Overall, though, iPhoto is still slower than I would like in most operations (building previews after import, scrolling, dragging crop rectangles, and especially resizing thumbnails). It remains usable, and is so much better for organizing things than any of the alternatives that I've used that I put up with the speed hit.

I have three tips:

  1. Mac OS X's built-in Image Capture remains, for me, a better way of getting photos onto my computer. First, it's faster for previewing on my beige G3 (USB speed limits mean it's no faster when actually transferring). Second, it lets me rotate photos BEFORE they're downloaded, which is a help and may also save disk space. Third, I can choose to download only some of the photos on my camera -- iPhoto will only take them all.

    What I've done is used Image Capture's prefs to make it the default program to open when I plug in my Secure Digital (SD) card reader (it also worked fine with a borrowed Canon G2 camera, and with an Antec CompactFlash reader). I click to download just some of the photos, and in the thumbnail view that appears (very quickly, I might add), I select and mass-rotate any photos that need rotating, then select and import everything I want. I have them set to go into the root of my Pictures folder.

    Next, I get iPhoto running and drag my photos onto it. If I want, I can select and drag subsets of the photos from my camera -- if I have a full 128 MB SD card of low-resolution JPEGs on my camera, that can be 500 photos, so I may want to break them down a bit -- they end up as separate film rolls. Then I can either back up the original photos or just delete them, since there are now copies in the iPhoto library.

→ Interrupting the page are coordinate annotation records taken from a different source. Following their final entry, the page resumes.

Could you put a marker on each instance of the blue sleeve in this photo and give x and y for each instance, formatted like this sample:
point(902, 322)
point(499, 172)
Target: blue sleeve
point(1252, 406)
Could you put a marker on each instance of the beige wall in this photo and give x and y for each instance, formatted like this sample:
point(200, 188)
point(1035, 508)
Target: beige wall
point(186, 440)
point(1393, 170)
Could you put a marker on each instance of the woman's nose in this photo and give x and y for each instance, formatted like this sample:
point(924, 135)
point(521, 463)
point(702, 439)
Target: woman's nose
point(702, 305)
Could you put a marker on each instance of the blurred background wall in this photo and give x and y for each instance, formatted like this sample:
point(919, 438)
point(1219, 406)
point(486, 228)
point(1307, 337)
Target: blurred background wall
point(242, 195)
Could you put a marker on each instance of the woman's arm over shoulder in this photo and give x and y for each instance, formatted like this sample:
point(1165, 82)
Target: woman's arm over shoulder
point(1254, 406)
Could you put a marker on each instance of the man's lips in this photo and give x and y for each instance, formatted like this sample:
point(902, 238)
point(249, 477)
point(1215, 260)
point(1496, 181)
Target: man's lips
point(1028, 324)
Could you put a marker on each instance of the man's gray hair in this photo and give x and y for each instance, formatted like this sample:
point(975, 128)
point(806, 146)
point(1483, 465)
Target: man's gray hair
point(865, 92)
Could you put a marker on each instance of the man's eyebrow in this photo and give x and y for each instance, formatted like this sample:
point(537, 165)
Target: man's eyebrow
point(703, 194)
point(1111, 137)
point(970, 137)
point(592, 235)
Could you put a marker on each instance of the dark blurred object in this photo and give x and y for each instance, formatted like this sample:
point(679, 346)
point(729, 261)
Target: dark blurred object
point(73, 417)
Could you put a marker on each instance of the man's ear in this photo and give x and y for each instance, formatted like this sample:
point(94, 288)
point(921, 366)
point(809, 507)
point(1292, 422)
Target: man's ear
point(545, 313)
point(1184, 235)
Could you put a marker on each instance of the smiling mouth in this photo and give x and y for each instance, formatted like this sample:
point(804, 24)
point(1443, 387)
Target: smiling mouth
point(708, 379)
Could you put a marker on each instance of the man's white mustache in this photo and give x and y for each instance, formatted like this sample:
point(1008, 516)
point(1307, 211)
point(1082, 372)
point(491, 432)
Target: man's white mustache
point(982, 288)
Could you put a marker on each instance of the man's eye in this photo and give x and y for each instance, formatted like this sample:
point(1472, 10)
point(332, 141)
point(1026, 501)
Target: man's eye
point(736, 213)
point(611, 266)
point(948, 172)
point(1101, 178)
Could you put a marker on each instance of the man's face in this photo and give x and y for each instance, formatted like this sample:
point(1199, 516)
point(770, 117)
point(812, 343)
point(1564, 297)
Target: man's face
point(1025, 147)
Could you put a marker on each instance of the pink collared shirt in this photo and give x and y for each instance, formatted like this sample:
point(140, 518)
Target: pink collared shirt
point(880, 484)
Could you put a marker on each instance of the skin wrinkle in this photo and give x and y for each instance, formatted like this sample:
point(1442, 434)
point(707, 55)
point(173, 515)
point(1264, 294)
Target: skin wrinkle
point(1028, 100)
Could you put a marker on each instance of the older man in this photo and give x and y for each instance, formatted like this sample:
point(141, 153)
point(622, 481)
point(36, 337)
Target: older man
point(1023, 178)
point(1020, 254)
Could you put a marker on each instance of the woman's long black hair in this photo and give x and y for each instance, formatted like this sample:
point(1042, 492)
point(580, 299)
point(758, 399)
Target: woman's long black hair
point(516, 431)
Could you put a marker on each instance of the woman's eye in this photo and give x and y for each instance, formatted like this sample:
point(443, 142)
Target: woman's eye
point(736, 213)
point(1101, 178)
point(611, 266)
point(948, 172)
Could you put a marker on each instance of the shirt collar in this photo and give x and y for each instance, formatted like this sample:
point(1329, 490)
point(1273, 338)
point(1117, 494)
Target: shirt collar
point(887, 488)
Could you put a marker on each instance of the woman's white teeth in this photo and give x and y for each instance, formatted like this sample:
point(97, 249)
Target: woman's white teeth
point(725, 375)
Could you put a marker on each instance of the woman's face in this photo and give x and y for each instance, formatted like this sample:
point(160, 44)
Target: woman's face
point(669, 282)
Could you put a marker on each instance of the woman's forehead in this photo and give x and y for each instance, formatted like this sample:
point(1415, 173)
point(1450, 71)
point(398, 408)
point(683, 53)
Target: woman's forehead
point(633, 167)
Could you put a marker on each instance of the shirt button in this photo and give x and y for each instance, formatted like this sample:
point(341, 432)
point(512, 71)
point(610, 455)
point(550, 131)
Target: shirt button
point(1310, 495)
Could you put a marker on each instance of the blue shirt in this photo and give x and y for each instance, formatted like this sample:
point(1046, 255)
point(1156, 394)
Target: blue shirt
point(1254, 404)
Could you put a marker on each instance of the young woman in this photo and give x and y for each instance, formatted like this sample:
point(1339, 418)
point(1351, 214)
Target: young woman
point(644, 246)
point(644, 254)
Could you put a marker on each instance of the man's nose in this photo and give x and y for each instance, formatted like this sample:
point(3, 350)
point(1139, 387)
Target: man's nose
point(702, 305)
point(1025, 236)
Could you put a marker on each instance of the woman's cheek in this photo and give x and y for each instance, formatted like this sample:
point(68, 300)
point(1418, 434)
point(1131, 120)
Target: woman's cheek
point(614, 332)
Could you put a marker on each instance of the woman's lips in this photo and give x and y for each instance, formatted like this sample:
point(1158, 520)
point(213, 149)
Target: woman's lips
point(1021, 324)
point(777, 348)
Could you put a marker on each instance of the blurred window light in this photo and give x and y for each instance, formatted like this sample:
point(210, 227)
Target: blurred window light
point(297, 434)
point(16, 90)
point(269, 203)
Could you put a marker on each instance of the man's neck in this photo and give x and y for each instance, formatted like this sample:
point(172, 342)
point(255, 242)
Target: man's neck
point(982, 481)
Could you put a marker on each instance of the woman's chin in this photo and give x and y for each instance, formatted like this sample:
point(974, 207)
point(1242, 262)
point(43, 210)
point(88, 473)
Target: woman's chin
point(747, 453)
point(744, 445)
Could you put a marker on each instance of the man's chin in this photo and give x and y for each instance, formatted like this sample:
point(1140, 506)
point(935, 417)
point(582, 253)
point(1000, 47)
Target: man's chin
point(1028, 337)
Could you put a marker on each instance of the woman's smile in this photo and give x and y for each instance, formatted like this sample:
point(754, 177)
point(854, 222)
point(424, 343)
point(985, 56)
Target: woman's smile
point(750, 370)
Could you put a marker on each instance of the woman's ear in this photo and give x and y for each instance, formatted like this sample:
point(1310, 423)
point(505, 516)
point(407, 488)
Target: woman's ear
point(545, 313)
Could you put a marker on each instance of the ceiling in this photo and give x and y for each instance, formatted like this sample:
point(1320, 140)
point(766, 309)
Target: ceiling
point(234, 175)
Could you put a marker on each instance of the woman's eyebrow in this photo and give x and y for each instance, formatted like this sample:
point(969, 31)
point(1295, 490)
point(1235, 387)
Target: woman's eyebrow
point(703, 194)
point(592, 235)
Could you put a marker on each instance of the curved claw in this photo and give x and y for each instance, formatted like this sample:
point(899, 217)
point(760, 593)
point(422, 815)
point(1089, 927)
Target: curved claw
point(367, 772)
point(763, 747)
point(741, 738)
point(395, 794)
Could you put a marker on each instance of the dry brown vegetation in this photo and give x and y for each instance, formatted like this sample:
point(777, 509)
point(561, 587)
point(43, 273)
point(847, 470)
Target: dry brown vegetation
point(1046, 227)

  2. Since getting my own digital camera, I've taken a lot of photos -- over 1200 since early July. Luck has it that, so far, each month has had about enough photos that the dated folder in the iPhoto library (2002/07/ and 2002/08/, for instance) is between 600 and 700 MB, just the right size for a CD-R. So I use Toast and back up just that subfolder in the iPhoto library monthly. I know that doesn't keep the index, and does include all the thumbnails, original versions, and so on, but if I ever need to restore, all the photos are there, and not too hard to find.

  3. Some free third-party programs are handy. The free Better HTML Export iPhoto plugin is MUCH superior to Apple's included HTML Export. You can set up your own page templates, the overall navigation and design of the HTML albums is good, and tweakability is far better:

    www.droolingcat.com/software/betterhtmlexport/

    I've used it to create a number of Web albums -- you can see how much better the Better HTML albums (artsy, aerial, and fireworks photos) are than the native iPhoto export (bike commuting) and the quite different one from TalaPhoto (D.Q. Neurotic), another interesting and simple free program:

    www.penmachine.com/photoessays/

    www.talasoft.com/talaphoto/

    Note that installing iPhoto plugins is rather odd: you do so from the Show Info window. And if any of the plugins you use has a problem or is corrupted, the entire Export window in iPhoto can become non-functional. (I discovered that a version of the Toast Export plugin I had caused me a problem. I just use Toast directly now.)

    Pic2Icon is a fun little application that will create lovely big preview icons for any picture (or movie, I think), with configurable borders and antialiasing controls. I occasionally drag subfolders of the iPhoto library onto it to make the thumbnail and photo icons nicer-looking than they might be otherwise -- especially if the Finder icons and previews are absent, which they sometimes are:

    www.sugarcubesoftware.com/sw/index.php?pic2icon

    Those icons are particularly helpful if I decide to browse the iPhoto folders manually for any reason, which I occasionally do to copy photos back onto my digital camera using their original file names, so I can use its video-out port to show pictures on my TV.